The Park Slope Food Co-Op was founded in 1973 as a way to keep food prices down by eliminating the largest expense of a grocery store: workers’ salaries. In order to achieve this goal members of the cooperative must chip in three hours of labor each month.
And the current membership of 16,000 does just that. By bagging, acting as cashiers, stocking shelves and other jobs, members not only save on their food bills, but they gain a community, as Joe Holtz, general manager and one of the founders of the co-op, explains:
“By asking people to participate with the most precious thing they have in their life, which is some of their time, by asking them to do that, and then, those people coming and trusting each other to work together, it builds community,” said Holtz, who was also the co-op’s first paid employee in 1975.

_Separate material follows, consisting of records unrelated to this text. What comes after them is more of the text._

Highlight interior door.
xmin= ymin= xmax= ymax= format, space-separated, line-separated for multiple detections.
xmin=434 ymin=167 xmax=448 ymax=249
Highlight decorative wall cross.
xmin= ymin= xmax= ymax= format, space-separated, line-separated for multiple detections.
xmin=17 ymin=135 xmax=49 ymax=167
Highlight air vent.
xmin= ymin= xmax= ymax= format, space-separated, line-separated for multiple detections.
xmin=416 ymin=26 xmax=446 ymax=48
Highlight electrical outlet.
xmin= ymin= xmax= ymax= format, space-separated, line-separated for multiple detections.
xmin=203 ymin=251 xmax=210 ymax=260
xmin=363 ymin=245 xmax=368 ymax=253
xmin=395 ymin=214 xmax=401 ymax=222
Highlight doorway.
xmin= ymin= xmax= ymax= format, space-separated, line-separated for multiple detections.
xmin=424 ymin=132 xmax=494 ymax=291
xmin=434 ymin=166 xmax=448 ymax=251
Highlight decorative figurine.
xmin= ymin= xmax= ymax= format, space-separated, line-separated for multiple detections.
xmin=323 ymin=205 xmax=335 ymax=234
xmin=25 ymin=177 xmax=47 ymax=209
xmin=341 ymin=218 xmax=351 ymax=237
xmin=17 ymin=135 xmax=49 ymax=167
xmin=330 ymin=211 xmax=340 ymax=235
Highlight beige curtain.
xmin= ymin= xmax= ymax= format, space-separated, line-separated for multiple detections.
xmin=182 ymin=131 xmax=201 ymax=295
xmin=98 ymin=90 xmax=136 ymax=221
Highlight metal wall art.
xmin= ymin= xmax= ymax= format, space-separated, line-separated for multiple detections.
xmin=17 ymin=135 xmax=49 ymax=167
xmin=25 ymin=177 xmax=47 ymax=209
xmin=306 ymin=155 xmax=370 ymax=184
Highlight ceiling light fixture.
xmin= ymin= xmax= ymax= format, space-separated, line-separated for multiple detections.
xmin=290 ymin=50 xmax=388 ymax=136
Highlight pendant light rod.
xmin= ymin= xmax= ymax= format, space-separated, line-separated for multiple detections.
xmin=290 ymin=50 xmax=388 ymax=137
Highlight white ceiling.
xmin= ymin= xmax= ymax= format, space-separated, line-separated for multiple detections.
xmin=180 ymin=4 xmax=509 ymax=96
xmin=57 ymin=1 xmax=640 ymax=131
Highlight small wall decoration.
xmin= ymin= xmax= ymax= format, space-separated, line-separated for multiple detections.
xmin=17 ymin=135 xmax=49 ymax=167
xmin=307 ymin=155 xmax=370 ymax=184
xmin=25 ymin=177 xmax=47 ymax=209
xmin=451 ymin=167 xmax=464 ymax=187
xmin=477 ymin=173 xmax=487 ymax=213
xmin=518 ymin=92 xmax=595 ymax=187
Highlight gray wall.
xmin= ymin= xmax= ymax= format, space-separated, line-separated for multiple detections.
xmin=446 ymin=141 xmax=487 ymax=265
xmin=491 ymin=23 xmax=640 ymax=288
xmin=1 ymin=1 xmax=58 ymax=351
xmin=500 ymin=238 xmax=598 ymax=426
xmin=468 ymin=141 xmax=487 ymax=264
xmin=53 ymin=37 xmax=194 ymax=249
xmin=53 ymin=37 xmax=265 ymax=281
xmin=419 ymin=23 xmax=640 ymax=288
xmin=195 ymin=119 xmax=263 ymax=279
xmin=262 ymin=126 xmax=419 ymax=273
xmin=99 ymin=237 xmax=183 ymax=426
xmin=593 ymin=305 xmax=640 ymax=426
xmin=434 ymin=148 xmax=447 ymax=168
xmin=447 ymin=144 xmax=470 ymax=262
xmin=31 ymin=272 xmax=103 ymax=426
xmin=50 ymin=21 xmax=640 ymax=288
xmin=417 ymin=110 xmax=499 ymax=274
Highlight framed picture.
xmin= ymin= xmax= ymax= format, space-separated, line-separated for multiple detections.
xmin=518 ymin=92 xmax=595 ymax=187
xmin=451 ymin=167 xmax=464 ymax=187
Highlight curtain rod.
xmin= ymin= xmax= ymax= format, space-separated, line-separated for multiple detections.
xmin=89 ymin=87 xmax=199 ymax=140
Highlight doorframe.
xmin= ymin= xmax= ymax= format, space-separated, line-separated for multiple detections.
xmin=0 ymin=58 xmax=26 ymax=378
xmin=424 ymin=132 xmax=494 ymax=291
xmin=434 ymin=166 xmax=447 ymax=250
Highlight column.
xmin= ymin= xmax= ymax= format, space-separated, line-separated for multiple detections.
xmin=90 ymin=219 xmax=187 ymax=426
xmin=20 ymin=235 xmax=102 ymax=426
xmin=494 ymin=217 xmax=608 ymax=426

Today the co-op has 70 paid employees, and has even expanded into the building next door. Some longtime members discussed the growth of the cooperative:
“When we first started, I was always a cashier,” said member Gertz Kuntzman. “You had to do everything on adding machines. Literally, on adding machines, you take the tape out and then pay at another location. Now, we have computers, we’ve got scanners, we’ve got scales that weigh like a real supermarket.”
“I started out unloading the trucks when they came with the deliveries,” said member Mousa Abdur-Rahman. “I used to deal with the receiving. I do checkout presently.”
While the Park Slope Food Co-Op cannot take any new members, they can, and have been helping other communities to start and grow their own co-ops. Members of the Park Slope Co-Op can earn work credits for their time spent helping other co-ops, and the Park Slope Co-Op has also been lending money to help other co-ops get off the ground.
Celebrations of the milestone are planned for this weekend.